USA Today reporter Donovan Slack says her job is “an opportunity to make an impact.” The 2000 graduate of Kapi‘olani Community College and former editor in chief of Kapi‘o News has also written for The Boston Globe and Politico, where she was a White House correspondent during the 2012 presidential election, and rode on Air Force One as a member of the press corps. Since 2013, she has been a USA TODAY correspondent in Washington, D.C., where she lives with her rescued shih-tzu-terrier Nicolas.
“It’s a long jump,” she says, “from the foot of Diamond Head to a block from the White House.”
How did you choose Kapi‘olani Community College and a career in journalism?
I moved from California to Hawai‘i after graduating from high school, and lived there through my twenties. In my early years I went through a succession of jobs, every so often moving to a new thing. I sold insurance, I sold advertising, I was a front desk clerk, I did some accounting, and I worked for a travel bureau. Nothing seemed to work for me, and I wasn’t that great at any of it either. I knew I needed to return to school.
Hawai‘i’s community college system is remarkable. Tuition is affordable for those of us on our own without a ton of money. I went to the counseling office with no idea what I wanted to do. I took three different career aptitude tests, and they all recommended journalism, so in my first semester I took Journalism 101. The first assigned reading was about public service journalism, and a reporter in New Jersey who wrote about problems with local clinics. Her story led legislators to change laws, closing some clinics and fixing others. That was it. I was hooked. One person can write one story that changes the laws of a state. I wanted to do that.

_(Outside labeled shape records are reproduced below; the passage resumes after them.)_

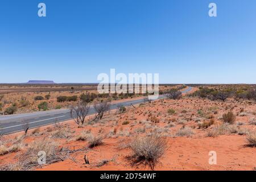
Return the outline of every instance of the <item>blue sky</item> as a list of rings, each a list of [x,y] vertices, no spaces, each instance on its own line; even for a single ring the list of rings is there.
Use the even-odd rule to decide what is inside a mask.
[[[3,0],[0,82],[96,82],[115,68],[160,83],[255,84],[255,0]]]

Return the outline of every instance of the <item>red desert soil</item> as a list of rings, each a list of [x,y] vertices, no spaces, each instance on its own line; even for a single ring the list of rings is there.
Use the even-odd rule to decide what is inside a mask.
[[[160,163],[157,164],[155,170],[255,169],[256,147],[246,145],[246,134],[240,135],[238,131],[227,132],[215,137],[208,137],[207,134],[223,123],[221,116],[230,110],[237,115],[236,123],[230,125],[231,126],[236,127],[238,131],[248,130],[255,132],[256,125],[251,124],[255,119],[255,103],[246,101],[237,103],[232,100],[222,102],[185,97],[177,101],[159,100],[135,106],[136,108],[127,108],[122,114],[113,111],[101,121],[86,124],[83,127],[78,127],[72,120],[65,122],[62,124],[60,130],[69,130],[67,132],[71,136],[67,138],[52,136],[55,131],[60,130],[54,125],[42,127],[36,133],[35,129],[31,130],[27,136],[22,139],[23,147],[20,151],[0,155],[0,166],[15,163],[32,141],[41,140],[45,136],[58,142],[60,147],[82,148],[88,146],[88,142],[76,141],[76,138],[81,132],[87,131],[94,135],[104,136],[103,144],[88,151],[78,152],[69,159],[34,169],[148,170],[150,169],[148,167],[142,166],[131,166],[126,158],[131,151],[128,148],[120,149],[119,147],[135,135],[146,135],[154,131],[160,134],[168,141],[168,148],[160,160]],[[170,109],[174,110],[175,113],[168,112]],[[156,119],[152,119],[152,116]],[[214,118],[214,123],[207,129],[199,129],[199,123],[209,121],[209,116]],[[128,124],[124,125],[124,121],[128,121]],[[184,126],[193,134],[184,136],[177,135],[177,132]],[[114,129],[115,131],[113,134]],[[34,131],[34,134],[32,131]],[[7,145],[10,146],[22,134],[19,133],[5,136],[5,139],[8,141]],[[217,152],[216,165],[209,164],[209,152],[211,151]],[[84,164],[85,155],[90,164]],[[102,166],[97,166],[104,159],[109,162]]]

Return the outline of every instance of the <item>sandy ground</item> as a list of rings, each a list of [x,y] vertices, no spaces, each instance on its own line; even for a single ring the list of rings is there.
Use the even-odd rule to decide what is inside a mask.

Northwestern University’s journalism school took only three transfer students, and I was one of them in 2000. I graduated three years later as valedictorian of the journalism class. My four-year degree took six years, but I wouldn’t trade a minute!
How did your studies at Kapi‘olani CC prepare you for a career in journalism?
Working at the paper and taking the journalism classes gave me a taste of what I do now. I would call the chancellor for an interview, a student asking the head of school tough questions. I quickly latched on to this role of taking power to account. My skills developed over the years, but it started there at Kapi‘olani.
I valued a lot of coursework you might not assume prepares you for a journalism career: Sharon Rowe’s logic course – logical thinking is so important in clear writing; linguistics with Louise Pagotto, a study of languages and words. I had professors who mentored and inspired, spent time with me when I showed up at their offices, too numerous to name. Of course, there was my journalism professor, Wini Au. Keith Kashiwada, my speech professor, and drama professor Sandra Perez, but there are many others. I’m still Facebook friends with a number of them!
It takes chutzpah to apply to Northwestern as a transfer from Kapi‘olani. I had the courage to apply and the skills to be admitted because of these people.
What motivates you to do this work?
Impact. I get to meet people -- not only members of Congress or the President, but everyday people -- and learn about different cultures and lives, drop in and help them. I’m blessed to spend time with veterans who needed medical care but have had problems. My stories have helped veterans, and I’m still in touch with some of them today. It’s truly rewarding to know you’ve touched and improved people’s lives.
A vet in Oklahoma had a tumor in his jaw and his Veterans Affairs hospital didn’t do anything about it. He went to a doctor who sent him to a dentist, but years later, a different doctor said, “Holy crap! You have a tumor in your jaw.” By that point, it had grown to encompass large areas of bone.
I didn’t have to take a side. I wrote the story and the whole hospital management got replaced. He got the care he needed. The VA launched an investigation into the system allowing it to happen.
When did this job make you feel the best?
There have been a number of rewarding moments. My reporting helped create national laws that exist today. In 2015 there was a new law forcing the Department of Veterans Affairs watchdog to disclose internal investigation reports on veterans’ healthcare. I had reported that the Inspector General had been withholding reports, including cases where veterans were harmed or died. This law forced every report to be released within days of its completion. This is lasting impact.
Until last year, the DVA kept quality ratings on veterans’ nursing homes but never revealed them publicly. Veterans and their family members could use these. I published them and wrote a story in partnership with The Boston Globe. Congress drafted legislation mandating the VA release the ratings going forward and the president signed it into law.
What advice do you have for today’s aspiring journalists working on Hawai‘i’s community college newspapers?
Journalism is no longer just print, TV, a magazine or digital. You have to do it all. I write a story for the web, thinking about how it will look when people see it on their phones. I shoot photos and video. I do the standup (TV spot). I have to go on TV and talk about my story, on CNN or NBC. They call you, and you go on and you have to know how to be succinct, presentable and appealing to a TV audience. Then I add social media. Media journalists are the new thing. Don’t stick to one thing – learn to do it all.
What do you miss about living in Hawai‘i?
The weather, obviously, but most of all the people. I have so many friends there; one of my best friends in the world lives there. I get back every few years to visit, but of course there’s nothing like living there!